ECLI:NL:RBDHA:2024:2729
Rechtbank Den Haag
- Eerste aanleg - enkelvoudig
- Rechtspraak.nl
Beoordeling van het beroep tegen het niet in behandeling nemen van een asielaanvraag op basis van de Dublinverordening
In deze uitspraak van de Rechtbank Den Haag, zittingsplaats Utrecht, wordt het beroep van eiser tegen het niet in behandeling nemen van zijn aanvraag voor een verblijfsvergunning asiel voor bepaalde tijd beoordeeld. De staatssecretaris van Justitie en Veiligheid heeft de aanvraag op 19 januari 2024 niet in behandeling genomen, omdat Oostenrijk verantwoordelijk is voor de aanvraag. De rechtbank heeft de zaak op 13 februari 2024 behandeld, waarbij eiser, zijn gemachtigde, een tolk en de gemachtigde van de staatssecretaris aanwezig waren.
De rechtbank verklaart het beroep ongegrond. Dit betekent dat de beslissing van de staatssecretaris om de aanvraag niet in behandeling te nemen, in stand blijft. De rechtbank legt uit dat de Dublinverordening bepaalt dat een asielaanvraag niet in behandeling wordt genomen als een andere lidstaat verantwoordelijk is. In dit geval heeft Nederland een verzoek om terugname aan Oostenrijk gedaan, dat door Oostenrijk is aanvaard. Eiser heeft aangevoerd dat de staatssecretaris niet tijdig zijn vingerafdrukken heeft afgenomen, maar de rechtbank oordeelt dat dit niet leidt tot een wijziging van de verantwoordelijkheid voor de behandeling van de aanvraag.

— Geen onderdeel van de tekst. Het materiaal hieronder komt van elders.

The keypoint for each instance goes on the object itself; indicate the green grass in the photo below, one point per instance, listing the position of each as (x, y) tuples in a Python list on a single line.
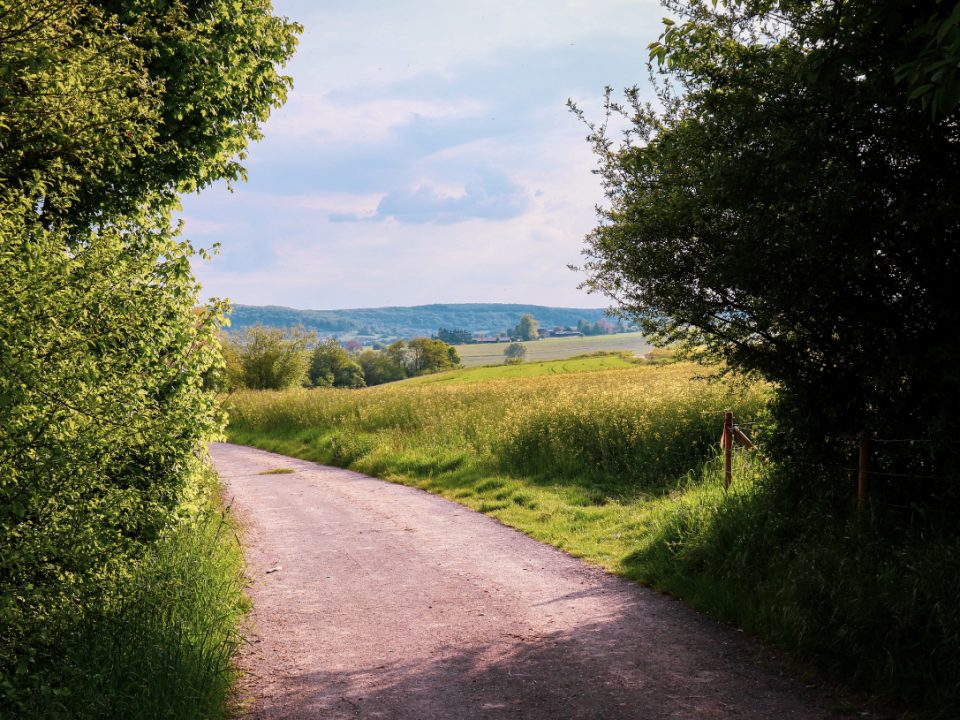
[(160, 643), (604, 361), (620, 467), (475, 355)]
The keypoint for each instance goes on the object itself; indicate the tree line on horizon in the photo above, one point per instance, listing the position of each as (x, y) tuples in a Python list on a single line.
[(267, 358)]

Eiser heeft ook betoogd dat Oostenrijk niet verantwoordelijk is voor zijn aanvraag, maar de rechtbank stelt vast dat de aanvaarding van het claimverzoek door Oostenrijk de rechtsgeldigheid van het overdrachtsbesluit niet in de weg staat. De rechtbank concludeert dat de staatssecretaris niet onzorgvuldig heeft gehandeld en dat de beroepsgronden van eiser niet slagen. De rechtbank wijst erop dat de staatssecretaris in het voornemen voldoende is ingegaan op de relevante elementen en dat eiser niet aannemelijk heeft gemaakt dat hij in Oostenrijk geen bescherming kan krijgen.
De rechtbank besluit dat het beroep ongegrond is en dat eiser geen proceskostenvergoeding ontvangt. De uitspraak is gedaan door mr. J.J. Catsburg en is openbaar gemaakt op 22 februari 2024.